I was incredibly distracted the entire week before the Fair. I could feel it in the air, the tension and the energy, as more and more people arrived in the city, intent on having fun. Suddenly everyone had boots and a buzzcut. The gym was packed every day, and all week I overheard conversations about the circuit parties and the private sex clubs and the dungeons and I’d walk past the bars where everyone was spilling out onto the sidewalk and it all made me nervous.
I remembered the nine months I bartended, down in the heart of the Folsom district. I remembered working during the fair, and the $1000 I made in tips that day. I remembered the energy and the sleaze and the drugs I took. There would be nothing new for me at the fair. I would only get tired and cranky, pushed up against a half million people crammed into five square blocks. Most of them wearing leather. I didn’t want the sleaze and the fucking, the anonymous sex with guys from out of town.
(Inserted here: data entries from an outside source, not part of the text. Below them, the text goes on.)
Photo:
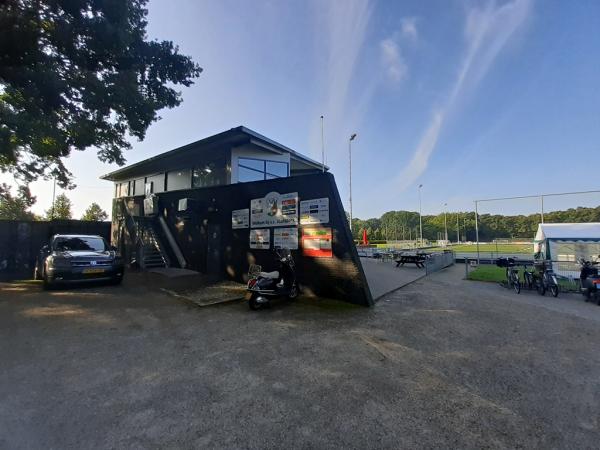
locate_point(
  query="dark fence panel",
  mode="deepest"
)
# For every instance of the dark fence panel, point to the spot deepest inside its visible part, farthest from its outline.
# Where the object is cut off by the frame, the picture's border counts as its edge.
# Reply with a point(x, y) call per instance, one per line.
point(20, 241)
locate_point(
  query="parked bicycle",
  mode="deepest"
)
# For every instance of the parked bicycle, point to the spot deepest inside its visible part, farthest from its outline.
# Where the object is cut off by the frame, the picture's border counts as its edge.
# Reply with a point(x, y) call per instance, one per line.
point(512, 273)
point(529, 278)
point(547, 279)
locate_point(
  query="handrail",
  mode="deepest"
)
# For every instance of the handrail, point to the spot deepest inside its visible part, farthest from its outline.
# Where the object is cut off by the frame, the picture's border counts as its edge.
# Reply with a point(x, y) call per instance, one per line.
point(172, 242)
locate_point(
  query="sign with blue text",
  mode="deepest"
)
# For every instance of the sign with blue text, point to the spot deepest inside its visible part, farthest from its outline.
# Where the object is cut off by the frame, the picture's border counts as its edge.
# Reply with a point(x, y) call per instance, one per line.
point(274, 210)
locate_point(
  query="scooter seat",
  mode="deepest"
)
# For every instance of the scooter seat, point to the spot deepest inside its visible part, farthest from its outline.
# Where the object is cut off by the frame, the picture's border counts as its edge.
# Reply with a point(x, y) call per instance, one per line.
point(273, 275)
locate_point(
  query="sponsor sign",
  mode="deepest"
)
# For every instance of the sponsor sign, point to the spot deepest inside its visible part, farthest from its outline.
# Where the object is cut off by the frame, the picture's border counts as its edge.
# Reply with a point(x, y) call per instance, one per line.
point(316, 242)
point(260, 239)
point(314, 211)
point(285, 238)
point(240, 218)
point(274, 210)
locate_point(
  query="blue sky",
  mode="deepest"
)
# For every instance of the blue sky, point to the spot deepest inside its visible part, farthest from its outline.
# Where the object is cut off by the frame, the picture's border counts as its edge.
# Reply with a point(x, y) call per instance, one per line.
point(473, 99)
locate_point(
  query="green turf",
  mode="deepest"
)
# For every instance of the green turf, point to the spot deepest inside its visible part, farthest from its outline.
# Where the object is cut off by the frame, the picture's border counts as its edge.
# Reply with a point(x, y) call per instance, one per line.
point(488, 273)
point(489, 248)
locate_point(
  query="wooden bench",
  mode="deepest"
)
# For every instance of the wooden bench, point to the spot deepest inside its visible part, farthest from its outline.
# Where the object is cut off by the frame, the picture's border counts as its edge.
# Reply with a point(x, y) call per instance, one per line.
point(418, 260)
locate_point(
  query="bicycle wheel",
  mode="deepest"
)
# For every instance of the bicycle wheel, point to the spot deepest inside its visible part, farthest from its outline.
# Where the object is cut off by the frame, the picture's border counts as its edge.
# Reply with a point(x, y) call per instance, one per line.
point(517, 286)
point(541, 287)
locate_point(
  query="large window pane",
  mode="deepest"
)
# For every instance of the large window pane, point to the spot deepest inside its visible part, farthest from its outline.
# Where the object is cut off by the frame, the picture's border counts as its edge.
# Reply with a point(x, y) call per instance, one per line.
point(211, 174)
point(138, 187)
point(255, 164)
point(246, 175)
point(179, 179)
point(277, 169)
point(158, 183)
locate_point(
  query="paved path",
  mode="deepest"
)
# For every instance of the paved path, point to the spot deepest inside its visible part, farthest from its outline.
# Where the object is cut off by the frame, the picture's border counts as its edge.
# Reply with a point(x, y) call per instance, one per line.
point(441, 363)
point(384, 277)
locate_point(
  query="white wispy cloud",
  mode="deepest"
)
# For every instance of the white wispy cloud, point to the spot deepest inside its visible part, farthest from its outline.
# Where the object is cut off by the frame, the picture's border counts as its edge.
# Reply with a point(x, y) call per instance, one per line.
point(393, 63)
point(342, 28)
point(409, 28)
point(487, 31)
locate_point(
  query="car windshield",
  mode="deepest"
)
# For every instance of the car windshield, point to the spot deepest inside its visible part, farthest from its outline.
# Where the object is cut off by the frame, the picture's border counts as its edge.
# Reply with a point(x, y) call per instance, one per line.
point(95, 244)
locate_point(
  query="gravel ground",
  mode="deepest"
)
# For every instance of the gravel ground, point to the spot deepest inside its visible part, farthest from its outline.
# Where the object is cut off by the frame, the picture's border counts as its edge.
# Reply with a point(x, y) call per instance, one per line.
point(440, 363)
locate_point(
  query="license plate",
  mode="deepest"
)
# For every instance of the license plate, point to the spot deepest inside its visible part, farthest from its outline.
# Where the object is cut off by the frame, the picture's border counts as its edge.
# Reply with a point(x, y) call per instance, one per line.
point(93, 270)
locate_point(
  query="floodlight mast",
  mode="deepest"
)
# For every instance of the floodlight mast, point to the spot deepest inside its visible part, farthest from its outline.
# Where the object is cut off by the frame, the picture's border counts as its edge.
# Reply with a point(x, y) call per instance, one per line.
point(352, 137)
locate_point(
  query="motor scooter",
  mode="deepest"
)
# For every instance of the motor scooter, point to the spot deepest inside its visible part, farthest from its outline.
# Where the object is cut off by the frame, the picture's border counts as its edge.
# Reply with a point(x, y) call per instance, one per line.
point(264, 286)
point(590, 281)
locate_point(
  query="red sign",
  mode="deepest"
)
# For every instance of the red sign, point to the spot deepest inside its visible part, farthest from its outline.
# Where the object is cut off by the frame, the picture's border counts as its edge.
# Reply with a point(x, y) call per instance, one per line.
point(316, 242)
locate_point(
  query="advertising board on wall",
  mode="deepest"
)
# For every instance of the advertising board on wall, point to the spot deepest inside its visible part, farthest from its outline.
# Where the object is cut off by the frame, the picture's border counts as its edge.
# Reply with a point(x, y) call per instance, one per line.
point(285, 238)
point(316, 242)
point(240, 218)
point(274, 210)
point(314, 211)
point(260, 239)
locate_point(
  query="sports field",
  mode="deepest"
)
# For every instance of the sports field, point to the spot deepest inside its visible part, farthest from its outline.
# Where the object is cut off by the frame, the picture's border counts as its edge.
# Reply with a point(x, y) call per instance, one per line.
point(488, 248)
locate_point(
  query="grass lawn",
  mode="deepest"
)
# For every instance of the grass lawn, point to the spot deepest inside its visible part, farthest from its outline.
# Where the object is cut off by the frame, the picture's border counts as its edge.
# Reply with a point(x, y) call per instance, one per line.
point(488, 248)
point(488, 273)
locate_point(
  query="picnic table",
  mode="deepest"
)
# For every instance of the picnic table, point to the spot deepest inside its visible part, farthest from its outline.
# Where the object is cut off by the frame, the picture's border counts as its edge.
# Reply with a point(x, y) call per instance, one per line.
point(417, 259)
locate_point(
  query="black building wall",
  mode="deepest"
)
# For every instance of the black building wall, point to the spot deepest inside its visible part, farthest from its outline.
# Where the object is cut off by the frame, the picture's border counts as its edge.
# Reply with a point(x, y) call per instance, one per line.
point(210, 245)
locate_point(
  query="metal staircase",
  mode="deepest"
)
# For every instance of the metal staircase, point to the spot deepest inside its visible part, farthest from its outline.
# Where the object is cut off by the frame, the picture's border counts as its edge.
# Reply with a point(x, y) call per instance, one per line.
point(152, 252)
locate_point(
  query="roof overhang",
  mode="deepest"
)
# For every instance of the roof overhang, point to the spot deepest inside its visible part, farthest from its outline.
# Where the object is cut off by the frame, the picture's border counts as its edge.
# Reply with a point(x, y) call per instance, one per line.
point(223, 141)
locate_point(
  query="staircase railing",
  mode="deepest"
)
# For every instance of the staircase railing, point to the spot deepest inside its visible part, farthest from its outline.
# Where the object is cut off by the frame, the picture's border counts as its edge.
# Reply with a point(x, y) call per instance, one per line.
point(172, 242)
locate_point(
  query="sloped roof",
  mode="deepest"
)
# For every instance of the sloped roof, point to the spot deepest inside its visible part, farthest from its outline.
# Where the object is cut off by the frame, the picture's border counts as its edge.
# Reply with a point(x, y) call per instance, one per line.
point(232, 137)
point(589, 230)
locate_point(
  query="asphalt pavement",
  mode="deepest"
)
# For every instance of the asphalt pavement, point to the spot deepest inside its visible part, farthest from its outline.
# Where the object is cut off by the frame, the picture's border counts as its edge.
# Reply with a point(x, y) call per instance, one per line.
point(440, 363)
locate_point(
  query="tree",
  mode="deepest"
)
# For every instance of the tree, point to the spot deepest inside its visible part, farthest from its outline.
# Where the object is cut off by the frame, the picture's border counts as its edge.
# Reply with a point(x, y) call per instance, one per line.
point(76, 74)
point(61, 208)
point(95, 213)
point(17, 207)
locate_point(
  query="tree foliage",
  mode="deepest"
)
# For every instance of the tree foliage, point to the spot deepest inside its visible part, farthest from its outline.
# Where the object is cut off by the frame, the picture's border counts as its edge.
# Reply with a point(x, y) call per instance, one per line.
point(76, 74)
point(95, 213)
point(401, 225)
point(16, 207)
point(61, 208)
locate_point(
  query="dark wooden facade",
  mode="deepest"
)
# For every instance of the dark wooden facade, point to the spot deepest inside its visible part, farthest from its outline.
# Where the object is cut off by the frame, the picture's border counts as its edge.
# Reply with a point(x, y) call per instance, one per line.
point(209, 244)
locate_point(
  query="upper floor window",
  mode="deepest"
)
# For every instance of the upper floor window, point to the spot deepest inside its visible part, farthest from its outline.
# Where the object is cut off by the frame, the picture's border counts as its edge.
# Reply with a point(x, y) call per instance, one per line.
point(122, 189)
point(213, 173)
point(258, 170)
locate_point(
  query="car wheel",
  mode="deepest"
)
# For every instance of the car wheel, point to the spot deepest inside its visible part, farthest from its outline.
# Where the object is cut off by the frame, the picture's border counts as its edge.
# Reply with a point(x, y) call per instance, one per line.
point(47, 284)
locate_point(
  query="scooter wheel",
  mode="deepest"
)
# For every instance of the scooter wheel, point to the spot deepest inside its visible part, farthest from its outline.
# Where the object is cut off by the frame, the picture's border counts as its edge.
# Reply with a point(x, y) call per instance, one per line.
point(254, 306)
point(587, 295)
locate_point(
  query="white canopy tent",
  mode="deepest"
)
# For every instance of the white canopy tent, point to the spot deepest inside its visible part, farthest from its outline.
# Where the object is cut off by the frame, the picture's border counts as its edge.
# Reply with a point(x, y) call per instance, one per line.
point(567, 242)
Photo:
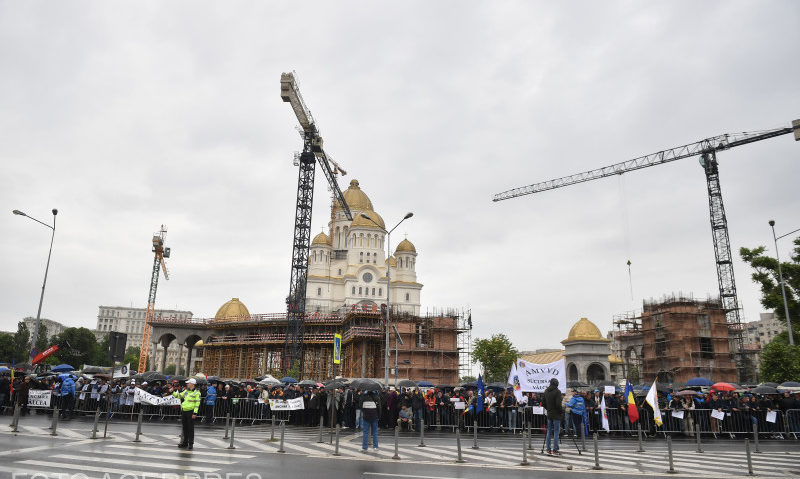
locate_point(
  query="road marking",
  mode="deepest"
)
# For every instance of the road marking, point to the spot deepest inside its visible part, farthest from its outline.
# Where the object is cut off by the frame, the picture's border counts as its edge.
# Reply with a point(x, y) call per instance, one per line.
point(84, 467)
point(181, 451)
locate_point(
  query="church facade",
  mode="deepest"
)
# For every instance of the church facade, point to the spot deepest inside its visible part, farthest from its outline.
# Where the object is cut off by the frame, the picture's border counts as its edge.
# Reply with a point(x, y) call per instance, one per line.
point(348, 266)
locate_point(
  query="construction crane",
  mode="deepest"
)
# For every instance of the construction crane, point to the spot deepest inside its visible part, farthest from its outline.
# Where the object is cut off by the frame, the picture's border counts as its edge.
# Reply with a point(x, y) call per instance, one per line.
point(707, 151)
point(160, 252)
point(311, 155)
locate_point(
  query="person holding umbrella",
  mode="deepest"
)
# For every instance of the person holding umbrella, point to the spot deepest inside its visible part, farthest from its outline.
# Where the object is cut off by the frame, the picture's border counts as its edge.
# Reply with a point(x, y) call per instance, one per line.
point(190, 404)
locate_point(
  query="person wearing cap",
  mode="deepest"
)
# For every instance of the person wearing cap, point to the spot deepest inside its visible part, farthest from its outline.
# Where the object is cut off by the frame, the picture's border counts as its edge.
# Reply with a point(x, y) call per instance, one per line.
point(190, 404)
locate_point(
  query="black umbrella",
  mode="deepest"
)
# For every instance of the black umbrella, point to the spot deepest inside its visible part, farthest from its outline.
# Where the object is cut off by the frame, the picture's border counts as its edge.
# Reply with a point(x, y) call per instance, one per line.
point(365, 384)
point(764, 390)
point(407, 383)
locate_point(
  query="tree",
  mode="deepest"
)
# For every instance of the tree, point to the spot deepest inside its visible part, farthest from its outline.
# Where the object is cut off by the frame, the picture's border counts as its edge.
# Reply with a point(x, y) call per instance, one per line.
point(22, 339)
point(82, 347)
point(779, 361)
point(6, 347)
point(496, 356)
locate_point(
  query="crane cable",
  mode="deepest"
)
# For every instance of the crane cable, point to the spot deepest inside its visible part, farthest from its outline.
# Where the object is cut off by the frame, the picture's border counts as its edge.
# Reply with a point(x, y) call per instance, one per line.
point(626, 227)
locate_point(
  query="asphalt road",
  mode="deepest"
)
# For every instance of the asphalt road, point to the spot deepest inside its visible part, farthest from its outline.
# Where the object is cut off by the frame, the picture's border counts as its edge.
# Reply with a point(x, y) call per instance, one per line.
point(32, 452)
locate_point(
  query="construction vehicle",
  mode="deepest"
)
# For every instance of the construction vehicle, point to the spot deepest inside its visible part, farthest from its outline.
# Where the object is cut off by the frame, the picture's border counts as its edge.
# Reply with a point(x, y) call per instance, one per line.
point(312, 154)
point(707, 151)
point(159, 252)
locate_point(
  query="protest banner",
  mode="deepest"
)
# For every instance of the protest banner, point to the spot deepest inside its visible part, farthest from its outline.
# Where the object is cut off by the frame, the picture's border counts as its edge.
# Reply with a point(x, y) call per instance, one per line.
point(535, 378)
point(39, 398)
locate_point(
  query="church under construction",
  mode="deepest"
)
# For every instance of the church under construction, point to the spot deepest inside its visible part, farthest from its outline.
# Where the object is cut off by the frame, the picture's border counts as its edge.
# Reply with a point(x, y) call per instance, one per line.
point(345, 295)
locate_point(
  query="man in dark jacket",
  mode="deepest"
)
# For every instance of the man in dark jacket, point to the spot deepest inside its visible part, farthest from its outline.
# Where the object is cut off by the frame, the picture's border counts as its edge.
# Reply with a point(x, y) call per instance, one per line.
point(555, 411)
point(370, 411)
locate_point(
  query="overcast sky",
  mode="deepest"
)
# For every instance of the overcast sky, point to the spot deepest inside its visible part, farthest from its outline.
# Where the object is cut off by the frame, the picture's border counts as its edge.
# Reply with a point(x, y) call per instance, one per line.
point(127, 115)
Or maybe I did. Why the conflict, why was I so distracted all week? Maybe I do want all that. Maybe I want to let loose. Maybe, every now and then, I want to stop observing. Maybe I want to stop being so damn cautious. Maybe I want the sleaze and the fucking and the beckoning figure of potential.
Oh, who am I kidding? I don’t really want that. I don’t want some stranger calling me “boy”. Or even “Daddy”, for that matter. I don’t want to give my number to some guy who’s leaving town the next morning, back to his boyfriend. I don’t want to walk around a bathhouse in a towel. I want the heat and the dirty talk and the role-playing and the coils of rope and leather armbands. I just want it with someone special, someone so mesmerized by my beauty and raw sexual prowess that he is incapable of leaving my bed, much less the city.
But I’ll keep dipping my toe in the tepid, steamy pools of life experience. I’ll push myself a little further. I’ll pretend, now and then, to be an extrovert.
Yeah, I wanted to cum on his shirt. I wanted to defy all expectations. I wanted to leave my mark on a guy who’d walk around Folsom, even if I ended up staying home. I wanted to picture him in that crazy shirt while I did my laundry.
But in the end I said no. “Where am I going to do this?” I asked.
“In the bathroom.”
“No way. There’s a line of 25 guys for the bathroom. I’m pee shy; you can only imagine how long it would take me.”
“Aw, come on.”
“This is so crazy. I’m gonna write about this,” I said.
They groaned. “Yeah, you’ll write about it, but you won’t do it!”
They said it, much better than I ever could.